The blueprint model allows retrieving similarity scores from the cosine similarity ML model.

The blueprint country allows for the retrieval of all country names, which is used in multiple places in our application. Grace is able to select a country for university recommendations, and James is able to choose a country to view the one most similar to it. The other routes for this blueprint allow for the retrieval of factors and countries, which will be further integrated into our design.

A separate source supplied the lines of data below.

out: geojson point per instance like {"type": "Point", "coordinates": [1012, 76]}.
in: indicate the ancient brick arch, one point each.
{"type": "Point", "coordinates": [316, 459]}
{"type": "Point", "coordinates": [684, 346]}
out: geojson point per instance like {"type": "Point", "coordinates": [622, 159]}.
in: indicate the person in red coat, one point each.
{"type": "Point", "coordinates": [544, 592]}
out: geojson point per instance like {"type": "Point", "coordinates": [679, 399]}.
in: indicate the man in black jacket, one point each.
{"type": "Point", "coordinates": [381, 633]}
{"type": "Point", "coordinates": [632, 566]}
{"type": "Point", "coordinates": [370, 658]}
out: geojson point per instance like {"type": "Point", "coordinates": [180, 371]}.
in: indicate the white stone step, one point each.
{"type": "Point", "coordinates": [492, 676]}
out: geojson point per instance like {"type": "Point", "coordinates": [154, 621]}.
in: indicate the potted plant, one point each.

The blueprint faye retrieves organizations based on country_ID and factor_ID, which is implemented in her persona. She can view existing organizations by selecting a country and a factor.

Current App
#

homepage_img
Home page of our application that all users are greeted with and asks them which user they would like to log in as. Our next step is to have the user be able to choose the username with which they will log in to the persona as.

homepage_img
Clicking the button to act as Grace takes the user to this page which gives them the choice between viewing country recommendations based on their preferences in the factors of education, health, safety, and environment and viewing university recommendations for a chosen country.

grace_rec_map_img
By choosing to view country recommendations, the user is able to adjust the sliders of each factor to their preference and either save their preference or compare their previous preferences.

grace_save_pref_img
The user can adjust the sliders to suit their preferences on each factor and click save preferences to see a gradient map using our cosine similarity ML model.

grace_pref_hist_img
By clicking the option to compare preference history, the user is able to select from their previous runs to compare the top recommendations which will show graphs of the predicted quality of life scores for each country using our time series autoregressive model which we will soon implement.

grace_univ_recs_img
By using the sidebar to see university recommendations the user can select from a dropdown of all 27 EU countries and view the 3 top universities with information regarding them.

james_home_img
After logging out of Grace and acting as James this is the page displayed. It gives the options for the user to go to a page to view recent policy implementation or to view similar countries.

james_policy_img
After choosing to view recent policy implementation the user is able to select up to two factors to view policies on. After clicking view policies, three links to recent news articles and information will be displayed. In the future, we will be implementing web scraped news.

james_sim_img
Through using the sidebar the user can then choose a country from the EU member states to get the country most similar to it. We will implement an interactive map displaying countries most similar to the chosen country using our cosine similarity ML model.

faye_home_img
After logging out of James, the user can log in to the activist persona, Faye, which takes them to this page which gives them the option to view a map of expansion recommendations, the quality of life change over time, or current organizations.

faye_map_need_img
By clicking to view the map of expansion recommendations the user is able to select one factor and view a map displaying the areas with the lowest scores in that area. This allows the activist to view countries of need to direct their efforts to.

faye_org_img
The QoL sidebar page is currently not implemented but with the current organizations the user is able to choose a country and factor to see three current organizations that are working in that area. The organizations and information on them are mock data.

Our application is a work in progress and we are excited to continue improving and implementing our features further!